Graduation
This weekend is my favorite of the year – graduation. It began on Friday evening with eighth grade graduation for Independence Charter Middle School, my first charter school. The excitement continued with graduation ceremonies
for Harding Charter Preparatory High School. Both school’s ceremonies were a marvel to watch and all of the students are to be congratulated.
The stories that I heard about the Harding Charter Prep seniors, their challenges and accomplishments continue to both amaze and inspire me. I often talk about last year’s class, whose accomplishments led Newsweek magazine to rank the school in the top 200 high schools in the nation.

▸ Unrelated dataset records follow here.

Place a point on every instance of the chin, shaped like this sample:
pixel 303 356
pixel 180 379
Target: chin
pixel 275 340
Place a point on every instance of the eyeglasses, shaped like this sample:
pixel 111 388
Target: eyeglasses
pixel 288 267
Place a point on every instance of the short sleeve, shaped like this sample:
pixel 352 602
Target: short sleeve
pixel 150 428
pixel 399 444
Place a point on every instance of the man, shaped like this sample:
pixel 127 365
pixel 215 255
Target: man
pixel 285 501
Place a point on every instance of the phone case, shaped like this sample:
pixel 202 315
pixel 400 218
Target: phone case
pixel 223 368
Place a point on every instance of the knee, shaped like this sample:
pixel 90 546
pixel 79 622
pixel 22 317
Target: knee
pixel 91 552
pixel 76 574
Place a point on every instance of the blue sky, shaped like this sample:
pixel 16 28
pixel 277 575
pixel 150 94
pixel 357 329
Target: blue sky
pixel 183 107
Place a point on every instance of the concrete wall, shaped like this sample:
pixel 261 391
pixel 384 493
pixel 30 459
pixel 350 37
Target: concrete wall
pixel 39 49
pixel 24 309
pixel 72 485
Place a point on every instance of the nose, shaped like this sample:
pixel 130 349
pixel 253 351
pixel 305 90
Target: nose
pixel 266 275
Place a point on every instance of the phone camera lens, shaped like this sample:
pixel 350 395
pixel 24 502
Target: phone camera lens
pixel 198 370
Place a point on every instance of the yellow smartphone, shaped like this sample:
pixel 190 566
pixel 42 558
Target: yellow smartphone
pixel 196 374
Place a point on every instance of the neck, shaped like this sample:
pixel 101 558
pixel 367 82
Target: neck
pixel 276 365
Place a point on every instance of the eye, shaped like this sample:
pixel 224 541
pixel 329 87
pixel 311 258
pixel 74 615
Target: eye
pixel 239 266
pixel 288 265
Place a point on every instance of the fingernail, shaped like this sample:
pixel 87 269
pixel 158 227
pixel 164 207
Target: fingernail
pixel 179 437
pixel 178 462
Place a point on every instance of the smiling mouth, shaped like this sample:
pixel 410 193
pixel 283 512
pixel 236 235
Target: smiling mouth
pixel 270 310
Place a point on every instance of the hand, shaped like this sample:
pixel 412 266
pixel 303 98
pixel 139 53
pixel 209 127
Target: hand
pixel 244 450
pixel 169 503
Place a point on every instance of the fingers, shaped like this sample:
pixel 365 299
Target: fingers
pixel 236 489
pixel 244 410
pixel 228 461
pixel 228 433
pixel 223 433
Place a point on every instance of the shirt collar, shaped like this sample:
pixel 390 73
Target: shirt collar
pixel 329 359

So what about this year’s class? Some of the statistics and accolades are still coming in but what we know so far is truly amazing. The class had 80 students and 98 percent are going to college. About 70 percent are the first in their family to go to college, and over 30 percent are the first in their family to graduate from high school. The students earned, to date, $1.75 million in scholarships, but more notifications are coming in. Their ACT composite score was 22.7, which is above the national average. The school administered an astonishing 427 Advanced Placement End-of-Instruction examinations to 125 students. The pass rate has yet to be reported but that is nearly double the number of tests administered to the entire Oklahoma City School District.

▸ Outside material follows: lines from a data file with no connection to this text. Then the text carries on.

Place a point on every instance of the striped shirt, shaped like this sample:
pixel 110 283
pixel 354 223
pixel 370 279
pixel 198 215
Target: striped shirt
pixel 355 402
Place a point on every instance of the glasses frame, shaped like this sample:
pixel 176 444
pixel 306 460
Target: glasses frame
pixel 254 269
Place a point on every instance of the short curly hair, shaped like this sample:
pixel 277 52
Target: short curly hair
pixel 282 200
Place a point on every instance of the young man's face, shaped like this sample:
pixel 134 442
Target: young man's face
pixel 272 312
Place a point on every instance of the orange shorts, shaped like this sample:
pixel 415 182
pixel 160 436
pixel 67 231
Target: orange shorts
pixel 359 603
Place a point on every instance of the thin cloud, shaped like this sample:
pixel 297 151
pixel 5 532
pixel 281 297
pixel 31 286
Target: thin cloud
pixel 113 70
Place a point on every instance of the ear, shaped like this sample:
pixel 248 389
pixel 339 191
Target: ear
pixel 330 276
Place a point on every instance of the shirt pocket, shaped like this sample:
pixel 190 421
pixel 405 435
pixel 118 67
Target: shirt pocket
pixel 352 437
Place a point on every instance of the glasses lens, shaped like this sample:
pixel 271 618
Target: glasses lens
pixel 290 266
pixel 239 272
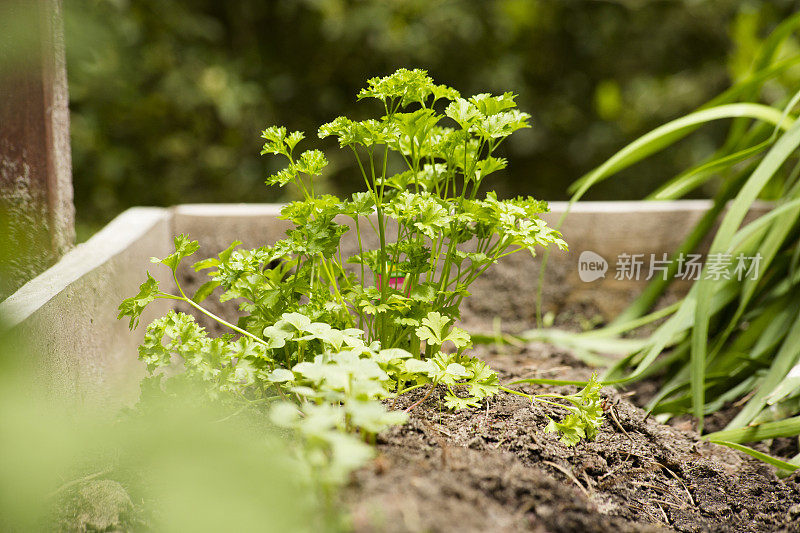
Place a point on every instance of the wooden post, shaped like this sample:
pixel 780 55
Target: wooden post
pixel 36 209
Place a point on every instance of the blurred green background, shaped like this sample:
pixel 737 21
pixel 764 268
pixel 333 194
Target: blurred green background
pixel 168 98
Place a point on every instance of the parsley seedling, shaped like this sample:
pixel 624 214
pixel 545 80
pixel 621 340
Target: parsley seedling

Those results might be expected at a high school in an upper-income suburb, but the school’s free/reduced lunch rate still hovers around 56 percent. Four of the students in this year’s senior class were homeless, and all of them are going to college.

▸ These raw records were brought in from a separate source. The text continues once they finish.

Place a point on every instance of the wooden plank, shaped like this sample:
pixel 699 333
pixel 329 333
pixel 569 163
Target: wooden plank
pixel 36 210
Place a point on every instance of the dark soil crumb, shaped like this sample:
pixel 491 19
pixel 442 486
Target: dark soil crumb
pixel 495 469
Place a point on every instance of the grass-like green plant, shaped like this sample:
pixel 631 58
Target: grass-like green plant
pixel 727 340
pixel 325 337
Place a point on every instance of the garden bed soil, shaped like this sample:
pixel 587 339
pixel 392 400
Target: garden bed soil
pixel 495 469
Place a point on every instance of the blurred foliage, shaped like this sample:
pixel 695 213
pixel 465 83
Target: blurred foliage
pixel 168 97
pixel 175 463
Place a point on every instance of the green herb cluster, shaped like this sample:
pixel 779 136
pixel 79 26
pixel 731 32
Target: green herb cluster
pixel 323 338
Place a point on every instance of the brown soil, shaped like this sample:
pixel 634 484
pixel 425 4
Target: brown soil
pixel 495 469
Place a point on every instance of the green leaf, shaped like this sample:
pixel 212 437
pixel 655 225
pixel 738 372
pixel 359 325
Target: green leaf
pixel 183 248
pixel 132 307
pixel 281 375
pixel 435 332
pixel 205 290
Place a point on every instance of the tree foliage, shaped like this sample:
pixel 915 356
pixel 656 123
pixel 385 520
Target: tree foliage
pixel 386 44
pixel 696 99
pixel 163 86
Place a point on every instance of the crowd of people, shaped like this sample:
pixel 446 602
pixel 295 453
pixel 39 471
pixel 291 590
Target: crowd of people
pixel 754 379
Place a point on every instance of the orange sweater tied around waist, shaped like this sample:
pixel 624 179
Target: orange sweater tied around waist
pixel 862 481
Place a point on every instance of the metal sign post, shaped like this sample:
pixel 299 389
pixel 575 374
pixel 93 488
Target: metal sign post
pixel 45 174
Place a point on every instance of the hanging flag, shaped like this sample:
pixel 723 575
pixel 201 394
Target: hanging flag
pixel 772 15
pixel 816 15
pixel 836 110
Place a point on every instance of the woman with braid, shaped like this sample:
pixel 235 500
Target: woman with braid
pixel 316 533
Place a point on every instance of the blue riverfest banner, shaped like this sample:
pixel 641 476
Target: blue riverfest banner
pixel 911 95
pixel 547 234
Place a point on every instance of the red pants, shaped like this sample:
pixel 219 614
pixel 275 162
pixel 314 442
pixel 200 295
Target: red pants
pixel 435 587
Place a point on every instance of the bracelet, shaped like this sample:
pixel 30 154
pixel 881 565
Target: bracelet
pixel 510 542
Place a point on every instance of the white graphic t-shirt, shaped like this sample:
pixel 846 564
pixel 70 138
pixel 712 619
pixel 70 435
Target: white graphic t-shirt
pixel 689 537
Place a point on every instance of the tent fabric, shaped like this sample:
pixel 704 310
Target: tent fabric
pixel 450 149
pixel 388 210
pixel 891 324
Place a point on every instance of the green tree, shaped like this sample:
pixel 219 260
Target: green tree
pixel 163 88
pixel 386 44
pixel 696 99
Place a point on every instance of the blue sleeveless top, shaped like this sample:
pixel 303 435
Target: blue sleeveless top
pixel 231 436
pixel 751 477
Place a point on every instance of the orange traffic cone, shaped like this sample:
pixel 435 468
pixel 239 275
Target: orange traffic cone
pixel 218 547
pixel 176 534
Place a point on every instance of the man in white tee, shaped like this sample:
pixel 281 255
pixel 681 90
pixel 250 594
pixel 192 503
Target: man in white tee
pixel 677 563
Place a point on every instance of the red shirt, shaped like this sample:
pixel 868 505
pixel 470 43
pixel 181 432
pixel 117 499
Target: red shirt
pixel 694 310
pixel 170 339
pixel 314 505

Each year a scholarship is given in memory of my late husband, John. It honors a student who has persevered through difficulty while completing the rigorous course of study at Harding. The finalists wrote essays about adversity and how it shaped their character. The essays told stories of homelessness, crushing poverty, parents or family members with drug or alcohol addictions, families torn apart by divorce and violence, and physical and emotional illnesses. These students faced challenges greater than most adults have faced, yet in each case, they made it through. Many of them credited Harding Charter Prep faculty, their churches, and parents of fellow students with helping them succeed.
I felt privileged to be a part of the ceremony and to watch the students accept their diplomas. I looked at the faculty and was in awe of what they had achieved. We hear, too often, that kids can’t learn when they are caught up in poverty, broken homes, and drug addiction. For those kids, we are told that school work is too difficult and if we make it more rigorous, then the dropout rate will soar. Excuses for poor performance have become the norm and expectations for students have been lowered.
This way of thinking must end.
At Harding and at all schools of excellence in our state, when expectations are high for student performance, kids meet those expectations. At Harding, we operate under the following philosophy; “No excuses – period. If you work hard, you will succeed and we will move heaven and earth, but you’re going to college!” By the work that is done day in and day out at Harding Charter Preparatory High School, children’s lives are changed forever.
It’s time we applied that same philosophy to our state’s education system.